Crystal Lane-Wright

Personal information
- Nationality: British
- Born: Crystal Lane 13 September 1985 (age 40) Chelmsford, England

Sport
- Country: Great Britain
- Sport: Cycling
- Event(s): C5 Track pursuit C5 Time trial C4-5 Road race

Medal record
Women's Para-cycling
Representing Great Britain
Summer Paralympics
| Silver medal – second place | 2016 Rio | Ind. pursuit - C5 |
| Silver medal – second place | 2020 Tokyo | Ind. pursuit - C5 |
| Silver medal – second place | 2020 Tokyo | Road time trial - C5 |
| Silver medal – second place | 2020 Tokyo | Road Race C4–5 |
| Bronze medal – third place | 2016 Rio | Road race - C4-5 |
Road World Championships
| Bronze medal – third place | 2011 Roskilde | Road race - C5 |
| Bronze medal – third place | 2017 Pietermaritzburg | Road race - C5 |
| Silver medal – second place | 2018 Maniago | Time trial - C5 |
| Bronze medal – third place | 2018 Maniago | Road race - C5 |
| Silver medal – second place | 2021 Cascais | Time trial - C5 |
Track World Championships
| Gold medal – first place | 2018 Rio de Janeiro | 3km Pursuit C5 |
| Silver medal – second place | 2015 Apeldoorn | 500m time trial C5 |
| Silver medal – second place | 2019 Apeldoorn | Scratch race C5 |
| Silver medal – second place | 2020 Milton | Scratch Race C5 |
| Silver medal – second place | 2020 Milton | Individual Pursuit C5 |
| Silver medal – second place | 2022 Saint-Quentin-en-Yvelines | Scratch race C5 |
| Bronze medal – third place | 2015 Apeldoorn | Scratch race C4-5 |
| Bronze medal – third place | 2016 Montichiari | 500m time trial C5 |

= Crystal Lane =

British Paralympic cyclist

Crystal Lane-Wright (née Lane; born 13 September 1985) is a British Paralympic track and road cyclist competing in C5 events. A bronze medallist in the Road World Championships in 2011, she competed for Great Britain team at the 2012 Summer Paralympics and 2016 Summer Paralympics. At the 2016 Games in Rio she took silver medal in the individual pursuit and bronze in the road race. In 2018, she won the individual pursuit at the Rio de Janeiro Track World Championships. The same year she also took silver in individual time trial and bronze in the road race in the Road World Championships held in Maniago.

==Personal history==
Lane-Wright was born with an under-developed left arm and took up sport as a youth and was active in football, playing at county level. In 2008, she watched Sarah Storey compete at the 2008 Summer Paralympics in Beijing. She noticed that she had a similar disability to Storey and realised that she could classify as a Paralympic athlete. After a 2009 Great Britain campaign to find athletes for the 2012 Summer Paralympics, Lane-Wright applied and was accepted for trials. By December 2010 she was part of a three athletes selected as part of the GB Para-Cycling Team for 2011.

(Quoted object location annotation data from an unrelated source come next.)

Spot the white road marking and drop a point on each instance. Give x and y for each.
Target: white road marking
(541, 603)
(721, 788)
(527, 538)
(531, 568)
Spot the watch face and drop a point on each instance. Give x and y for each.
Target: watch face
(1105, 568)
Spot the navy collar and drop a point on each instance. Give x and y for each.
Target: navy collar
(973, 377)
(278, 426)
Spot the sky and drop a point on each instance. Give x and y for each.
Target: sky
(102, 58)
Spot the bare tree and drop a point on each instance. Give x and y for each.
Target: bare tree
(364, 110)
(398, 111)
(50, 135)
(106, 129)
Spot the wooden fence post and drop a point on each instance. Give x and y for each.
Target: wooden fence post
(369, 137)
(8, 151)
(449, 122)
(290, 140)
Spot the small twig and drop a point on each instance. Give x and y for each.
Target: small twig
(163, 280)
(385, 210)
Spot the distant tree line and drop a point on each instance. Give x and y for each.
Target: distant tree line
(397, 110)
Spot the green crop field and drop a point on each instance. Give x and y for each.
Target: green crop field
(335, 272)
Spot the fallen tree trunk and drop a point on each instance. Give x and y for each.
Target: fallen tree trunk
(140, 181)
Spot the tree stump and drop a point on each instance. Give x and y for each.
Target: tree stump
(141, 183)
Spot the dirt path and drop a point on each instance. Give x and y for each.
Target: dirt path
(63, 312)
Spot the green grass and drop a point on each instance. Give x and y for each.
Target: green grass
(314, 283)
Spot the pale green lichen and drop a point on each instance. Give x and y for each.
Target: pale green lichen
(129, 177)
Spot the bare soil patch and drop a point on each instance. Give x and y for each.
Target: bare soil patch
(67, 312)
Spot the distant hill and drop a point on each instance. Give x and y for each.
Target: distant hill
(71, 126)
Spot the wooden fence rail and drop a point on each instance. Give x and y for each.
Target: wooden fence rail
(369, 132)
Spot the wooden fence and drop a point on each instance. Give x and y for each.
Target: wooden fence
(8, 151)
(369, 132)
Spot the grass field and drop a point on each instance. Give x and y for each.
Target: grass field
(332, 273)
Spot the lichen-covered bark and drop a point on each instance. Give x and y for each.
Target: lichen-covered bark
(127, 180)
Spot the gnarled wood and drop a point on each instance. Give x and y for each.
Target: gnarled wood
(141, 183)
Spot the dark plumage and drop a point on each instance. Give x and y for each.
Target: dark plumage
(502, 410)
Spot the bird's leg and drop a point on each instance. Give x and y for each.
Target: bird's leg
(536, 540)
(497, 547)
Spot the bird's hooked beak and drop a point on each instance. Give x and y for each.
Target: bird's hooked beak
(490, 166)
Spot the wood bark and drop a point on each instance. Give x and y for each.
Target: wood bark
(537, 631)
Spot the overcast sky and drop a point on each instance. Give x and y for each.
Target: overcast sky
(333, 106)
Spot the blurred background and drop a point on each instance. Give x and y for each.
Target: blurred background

Lane-Wright made her international debut in 2011 competing in the Road World Championships in Roskilde, Denmark. She finished 9th in the C5 Time Trial and took the bronze medal in the C5 road race, the gold going to GB team mate Sarah Storey. In 2012 Lane-Wright entered the UCI World Cup in Rome. There she finished 4th in the Road Race and 5th in the Time Trial. Lane-Wright qualified for the 2012 Summer Paralympics in all three of her specialised events, C5 track pursuit, C5 time trial and C4-5 road race.

Lane-Wright was part of the UK cycling team at the postponed 2020 Summer Paralympics.

Outside cycling Lane-Wright was a student Loughborough University, studying for an MSc in Sport Nutrition. Crystal graduated from the University of Exeter with a 2:1 in Exercise and Sports Science in 2011.